Although service to AIBS in particular is not a criterion for the Outstanding Service Award, it should be noted that Rita Colwell has made many contributions to AIBS. She was the anchor keynote speaker at the 2001 AIBS annual meeting, speaking on the topic that she "invented," biocomplexity. She was also a generous participant in the first President's Summit convened by AIBS in 1999; her participation meant a great deal in terms of validating the efforts of presidents of AIBS member societies, and her thoughtful comments about the role that AIBS could, and should, play in the future of the biological sciences were insightful. She has maintained helpful communications with AIBS in the development of many AIBS programs.
The AIBS Education Award, presented annually to individuals or groups who have made significant contributions to education in the biological sciences, for 2004 goes to John R. Jungck, of Beloit college.
John Jungck has specialized in science education for at least 20 years. He has published many constructive papers in American Biology Teacher, Biosystems, the Journal of College Science Teaching, and other science education journals; he has also made many contributions to other scientific journals.
Jungck's work in developing the BioQUEST Curriculum Consortium represents another extensive contribution to biology education. As a 17-year-old reform effort, BioQUEST has sustained a community of innovative educators, providing them with a professional outlet for teaching scholarship that emphasizes the use of technology to support realistic problem solving and student-centered pedagogy. Indeed, as the 4 November 1994 issue of Science noted in its section on great teachers, Jungck is known as the "godfather of pedagogical software." The BioQUEST Curriculum Consortium has received two EDUCOM Higher Education Software Awards for "Distinguished Natural Sciences Curriculum Innovation." The consortium has also been chosen as a Project Kaleidoscope "model program" of science education that works.
Jungck has worked in biology and biology education not only in the United States but also in Australia, Thailand, New Zealand, Scotland, Egypt, Sri Lanka, Mexico, Hungary, Croatia, The Netherlands, Italy, Germany, Belgium, Canada, Peru, Ecuador, and the Ukraine.
The AIBS President's Citation Award, which recognizes meritorious accomplishments by individuals or groups in the biological sciences, for 2004 goes to Tyrone Hayes, a dynamic young faculty member in the Department of Integrative Biology at the University of California-Berkeley.
Hayes is a distinguished teacher and mentor who is deeply committed to increasing diversity in academic, and his synthetic research is of the highest caliber, integrating endocrinology, development, and ecology to understand synergies and effects on organisms in nature, particularly frogs. His fieldwork is done in Africa, Southeast Asia, and the United States.
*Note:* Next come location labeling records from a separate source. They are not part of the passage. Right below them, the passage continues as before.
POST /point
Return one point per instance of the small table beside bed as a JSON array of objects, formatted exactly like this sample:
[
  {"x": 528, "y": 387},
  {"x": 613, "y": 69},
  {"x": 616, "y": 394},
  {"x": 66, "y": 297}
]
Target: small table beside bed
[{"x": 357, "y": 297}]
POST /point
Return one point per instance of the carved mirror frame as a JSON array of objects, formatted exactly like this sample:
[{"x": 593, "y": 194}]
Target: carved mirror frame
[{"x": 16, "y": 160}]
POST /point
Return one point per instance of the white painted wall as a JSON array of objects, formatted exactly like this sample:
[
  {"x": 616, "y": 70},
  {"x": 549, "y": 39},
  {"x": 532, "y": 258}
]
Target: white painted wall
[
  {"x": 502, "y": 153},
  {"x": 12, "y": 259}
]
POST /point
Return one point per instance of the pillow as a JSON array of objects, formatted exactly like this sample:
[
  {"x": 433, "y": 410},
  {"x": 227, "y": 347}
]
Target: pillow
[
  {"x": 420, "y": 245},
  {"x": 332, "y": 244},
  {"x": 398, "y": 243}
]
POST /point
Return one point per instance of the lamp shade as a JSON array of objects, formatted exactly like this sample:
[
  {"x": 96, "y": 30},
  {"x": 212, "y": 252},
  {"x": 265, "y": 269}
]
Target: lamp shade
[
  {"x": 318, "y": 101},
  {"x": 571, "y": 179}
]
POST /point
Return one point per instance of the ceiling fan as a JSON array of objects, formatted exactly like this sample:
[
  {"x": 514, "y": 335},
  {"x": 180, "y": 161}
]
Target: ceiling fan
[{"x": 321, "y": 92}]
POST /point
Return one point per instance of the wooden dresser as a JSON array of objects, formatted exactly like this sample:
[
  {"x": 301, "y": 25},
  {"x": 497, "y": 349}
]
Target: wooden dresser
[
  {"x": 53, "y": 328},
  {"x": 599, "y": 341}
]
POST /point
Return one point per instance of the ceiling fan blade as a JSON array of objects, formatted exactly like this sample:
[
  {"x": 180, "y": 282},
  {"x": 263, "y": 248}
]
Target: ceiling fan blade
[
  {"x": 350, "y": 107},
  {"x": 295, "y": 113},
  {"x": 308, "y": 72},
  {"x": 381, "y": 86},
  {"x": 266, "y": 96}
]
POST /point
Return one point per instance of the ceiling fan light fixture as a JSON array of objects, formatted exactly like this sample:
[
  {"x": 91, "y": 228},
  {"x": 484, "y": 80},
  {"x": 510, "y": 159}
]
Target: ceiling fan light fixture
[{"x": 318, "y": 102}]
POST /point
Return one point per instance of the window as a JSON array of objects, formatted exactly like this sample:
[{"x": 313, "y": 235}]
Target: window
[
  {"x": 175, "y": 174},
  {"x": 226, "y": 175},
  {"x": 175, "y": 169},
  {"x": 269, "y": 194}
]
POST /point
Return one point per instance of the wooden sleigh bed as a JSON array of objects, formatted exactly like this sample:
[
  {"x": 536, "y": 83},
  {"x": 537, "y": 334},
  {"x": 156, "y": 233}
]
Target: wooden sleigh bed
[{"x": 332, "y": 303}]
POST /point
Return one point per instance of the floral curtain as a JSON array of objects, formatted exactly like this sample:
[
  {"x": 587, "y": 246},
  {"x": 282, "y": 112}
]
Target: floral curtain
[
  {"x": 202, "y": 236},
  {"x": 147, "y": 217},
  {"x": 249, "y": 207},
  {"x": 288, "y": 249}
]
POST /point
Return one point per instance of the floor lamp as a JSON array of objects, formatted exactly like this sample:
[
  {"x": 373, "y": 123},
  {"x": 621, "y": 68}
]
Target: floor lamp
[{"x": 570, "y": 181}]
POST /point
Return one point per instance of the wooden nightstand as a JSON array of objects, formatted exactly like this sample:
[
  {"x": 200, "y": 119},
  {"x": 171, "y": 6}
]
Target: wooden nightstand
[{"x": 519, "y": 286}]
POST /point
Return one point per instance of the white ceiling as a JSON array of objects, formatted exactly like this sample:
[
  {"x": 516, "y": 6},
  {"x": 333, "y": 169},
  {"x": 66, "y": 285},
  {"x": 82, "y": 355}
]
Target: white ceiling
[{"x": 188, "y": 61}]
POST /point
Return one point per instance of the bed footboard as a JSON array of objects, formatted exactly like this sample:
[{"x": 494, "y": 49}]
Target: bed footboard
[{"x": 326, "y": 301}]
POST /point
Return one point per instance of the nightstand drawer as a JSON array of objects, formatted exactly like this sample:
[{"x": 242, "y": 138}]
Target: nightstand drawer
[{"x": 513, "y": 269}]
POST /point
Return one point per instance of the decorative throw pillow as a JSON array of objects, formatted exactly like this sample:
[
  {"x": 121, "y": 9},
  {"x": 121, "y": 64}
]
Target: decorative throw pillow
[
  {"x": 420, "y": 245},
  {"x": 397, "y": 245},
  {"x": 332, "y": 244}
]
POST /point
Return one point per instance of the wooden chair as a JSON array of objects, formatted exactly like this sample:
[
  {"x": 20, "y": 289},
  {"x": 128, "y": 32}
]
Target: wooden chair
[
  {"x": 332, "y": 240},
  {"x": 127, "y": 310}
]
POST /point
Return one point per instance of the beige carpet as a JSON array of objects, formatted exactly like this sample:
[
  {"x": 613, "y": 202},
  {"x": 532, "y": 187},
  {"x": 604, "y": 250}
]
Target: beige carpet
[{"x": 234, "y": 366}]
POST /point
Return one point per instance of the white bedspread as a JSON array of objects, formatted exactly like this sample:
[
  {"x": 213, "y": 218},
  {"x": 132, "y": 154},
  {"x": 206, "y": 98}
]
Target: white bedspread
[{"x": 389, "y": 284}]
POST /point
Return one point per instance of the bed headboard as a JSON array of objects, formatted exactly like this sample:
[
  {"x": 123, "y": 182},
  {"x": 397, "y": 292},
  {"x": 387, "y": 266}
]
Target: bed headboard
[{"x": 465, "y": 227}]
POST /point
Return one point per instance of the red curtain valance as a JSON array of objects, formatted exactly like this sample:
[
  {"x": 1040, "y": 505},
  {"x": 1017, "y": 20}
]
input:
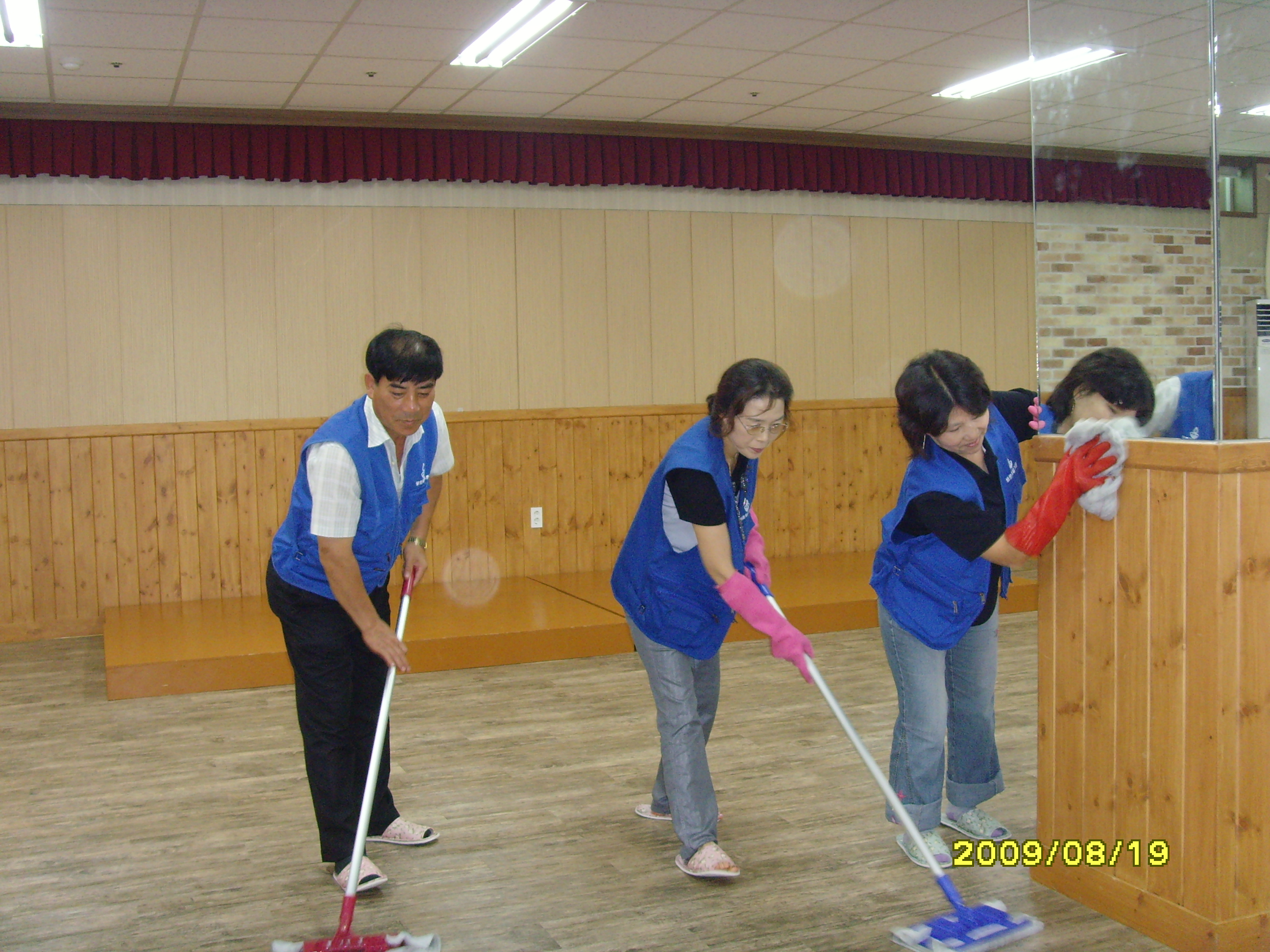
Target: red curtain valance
[{"x": 145, "y": 150}]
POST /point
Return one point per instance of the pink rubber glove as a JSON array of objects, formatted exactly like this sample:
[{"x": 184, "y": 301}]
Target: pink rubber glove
[
  {"x": 755, "y": 555},
  {"x": 788, "y": 643}
]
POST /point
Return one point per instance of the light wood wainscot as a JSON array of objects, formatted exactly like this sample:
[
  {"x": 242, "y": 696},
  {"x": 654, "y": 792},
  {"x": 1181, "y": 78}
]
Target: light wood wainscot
[{"x": 1155, "y": 697}]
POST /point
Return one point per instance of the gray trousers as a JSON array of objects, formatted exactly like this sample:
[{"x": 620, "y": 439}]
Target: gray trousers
[{"x": 686, "y": 693}]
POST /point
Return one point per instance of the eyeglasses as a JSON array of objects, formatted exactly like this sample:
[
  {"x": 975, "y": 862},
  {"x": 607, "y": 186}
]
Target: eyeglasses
[{"x": 758, "y": 429}]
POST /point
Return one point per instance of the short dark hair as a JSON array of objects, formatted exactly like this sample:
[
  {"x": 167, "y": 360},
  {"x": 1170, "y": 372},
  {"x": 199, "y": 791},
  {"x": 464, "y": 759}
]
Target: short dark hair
[
  {"x": 930, "y": 387},
  {"x": 745, "y": 381},
  {"x": 1112, "y": 372},
  {"x": 403, "y": 357}
]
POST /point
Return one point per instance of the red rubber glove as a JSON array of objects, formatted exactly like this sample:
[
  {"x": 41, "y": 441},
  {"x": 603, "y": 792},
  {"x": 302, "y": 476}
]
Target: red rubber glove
[
  {"x": 1077, "y": 474},
  {"x": 788, "y": 643},
  {"x": 755, "y": 555}
]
His recent research on endocrine disruptors, which has produced a potential test that has general application, has revealed major problems with various agricultural agents, including a widely used pesticide. His research entails large samples in double-blind studies; his work is carefully documented and rigorously analyzed--the science is impeccable. He has earned the approbation of many scientists and policymakers, yet because of the economic and policy implications of his research, Hayes has met with scientific and personal attacks.
With great personal courage, Hayes continues to expand his research into areas that are scientifically and politically important. He is a role model for a new generation of biologists who use basic research to look at major problems confronting humans and other species and their environments.